Sentinel-1 continues the C-band SAR Earth Observation heritage of ESA's ERS-1, ERS-2 and ENVISAT, and Canada's RADARSAT-1 and RADARSAT-2.
ERS-1 and ERS-2
Figure 1: ERS-2 Satellite
European Remote Sensing (https://earth.esa.int/web/guest/missions/esa-operational-eo-missions/ers ) satellites have achieved several milestones in Earth Observation. Launched in July 1991, ERS-1 introduced reliable and stable radar from space with its Active Microwave Instrument (AMI). ERS-2, launched in April 1995, shared the same orbital plane with ERS-1 allowing for a tandem mission in 1995 and 1996, where interferometric data was collected one day apart. ERS-1 was in operation until March 2000 while ERS-2 far exceeded its expected lifespan, acquiring images until 2011.
Figure 2: ENVISAT Satellite
https://earth.esa.int/web/guest/missions/esa-operational-eo-missions/envisat provided 10 years of SAR data mapping from March 2002 to May 2012, five years longer than its designed mission duration. With 10 instruments aboard and at 8 tons, ENVISAT is the largest civilian Earth Observation mission put into space. ENVISAT added new capabilities over ERS with its Advanced Synthetic Aperture Radar (ASAR) sensor including wide swaths, dual polarisation and simultaneous acquisitions from its MERIS sensor.
Sentinel-1 provides enhancements over previous missions in the form of reliability, revisit time, geographical coverage and rapid data dissemination.
Copernicus Sentinel-2 heritage
The spectral band configuration of the Sentinel-2 mission arose as a result of consultation with the user community during the design phase. The existing Copernicus/GMES Service Elements (GSEs) services were developed around the use of LANDSAT and SPOT wavelengths, and the service requirements for Sentinel-2 have these at their core.
Figure 3: Comparison of Spatial Resolution and Wavelength Characteristics of Sentinel-2 MultiSpectral Instrument (MSI), the Operational Land Imager (OLI) On-Board LANDSAT-8, and SPOT 6/7 Instruments [Credits: ESA Special Publication 1322/2]
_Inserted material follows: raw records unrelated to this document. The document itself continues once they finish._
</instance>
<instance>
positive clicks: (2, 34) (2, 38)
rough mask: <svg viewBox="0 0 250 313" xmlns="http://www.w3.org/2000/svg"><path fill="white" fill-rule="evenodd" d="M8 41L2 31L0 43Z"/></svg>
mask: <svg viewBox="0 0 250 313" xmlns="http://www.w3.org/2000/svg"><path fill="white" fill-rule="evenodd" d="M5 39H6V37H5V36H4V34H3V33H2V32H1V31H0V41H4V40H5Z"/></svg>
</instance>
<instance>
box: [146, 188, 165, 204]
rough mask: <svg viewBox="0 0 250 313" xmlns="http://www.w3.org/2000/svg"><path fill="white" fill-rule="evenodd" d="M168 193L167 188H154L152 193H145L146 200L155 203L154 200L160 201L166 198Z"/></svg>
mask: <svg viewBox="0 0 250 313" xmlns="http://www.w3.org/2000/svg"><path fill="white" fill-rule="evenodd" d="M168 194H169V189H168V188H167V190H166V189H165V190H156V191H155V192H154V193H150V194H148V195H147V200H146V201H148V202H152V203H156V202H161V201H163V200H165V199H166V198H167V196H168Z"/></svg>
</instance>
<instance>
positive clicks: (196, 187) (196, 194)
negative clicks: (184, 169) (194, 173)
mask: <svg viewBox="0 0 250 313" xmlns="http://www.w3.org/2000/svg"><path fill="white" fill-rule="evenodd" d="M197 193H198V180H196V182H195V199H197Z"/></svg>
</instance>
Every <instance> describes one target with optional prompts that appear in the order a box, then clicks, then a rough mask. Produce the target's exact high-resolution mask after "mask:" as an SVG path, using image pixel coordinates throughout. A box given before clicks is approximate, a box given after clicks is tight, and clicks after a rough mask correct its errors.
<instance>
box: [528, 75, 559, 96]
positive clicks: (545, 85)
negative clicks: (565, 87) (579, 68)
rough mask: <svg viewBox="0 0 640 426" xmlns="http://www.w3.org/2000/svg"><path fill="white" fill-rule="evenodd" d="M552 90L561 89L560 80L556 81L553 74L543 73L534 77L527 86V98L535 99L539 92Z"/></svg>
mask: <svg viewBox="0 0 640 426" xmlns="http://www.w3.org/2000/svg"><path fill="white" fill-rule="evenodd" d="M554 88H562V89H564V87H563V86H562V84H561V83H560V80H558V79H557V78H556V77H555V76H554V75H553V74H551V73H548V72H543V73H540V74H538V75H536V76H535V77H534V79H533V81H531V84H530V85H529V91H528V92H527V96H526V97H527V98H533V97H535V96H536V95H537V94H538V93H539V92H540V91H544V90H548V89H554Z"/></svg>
Narrowing the width of the Sentinel-2 spectral bands limits the influence of atmospheric constituents, including water vapour. The original LANDSAT Near Infra-Red (NIR) band (760-900 nm) was found to be heavily contaminated by water vapour and not sensitive enough to parameters such as soil iron oxide content. The narrowness of the 8a band at 865 nm in the NIR is designed to avoid contamination from water vapour yet still be able to represent the NIR plateau for vegetation and be sensitive to iron oxide content for soil.
Precise aerosol correction of acquired data is enabled by the inclusion of a spectral band in the blue domain at 443 nm (Band 1) in the Sentinel-2 configuration. The 443 nm band was used in previous missions: for the calculation of the ENVISAT MERIS Global Vegetation Index (MGVI), and in atmospheric corrections for NASA's MODIS sensor.
Due to its potential impact on reflectance values, its use as an indicator in weather forecasting and its role in the trapping of incoming solar radiation, the presence of cirrus cloud needs to be addressed. Adding a spectral band at 1 375 nm (band 10) enables cirrus detection. The correction of data for thin cirrus can be managed using Visible to Near Infra-Red (VNIR) band information. This band is included in the MODIS instruments as band 26, and its is used in current US multispectral missions such as LANDSAT-8 and the Visible Infrared Imaging Radiometer Suite (VIIRS).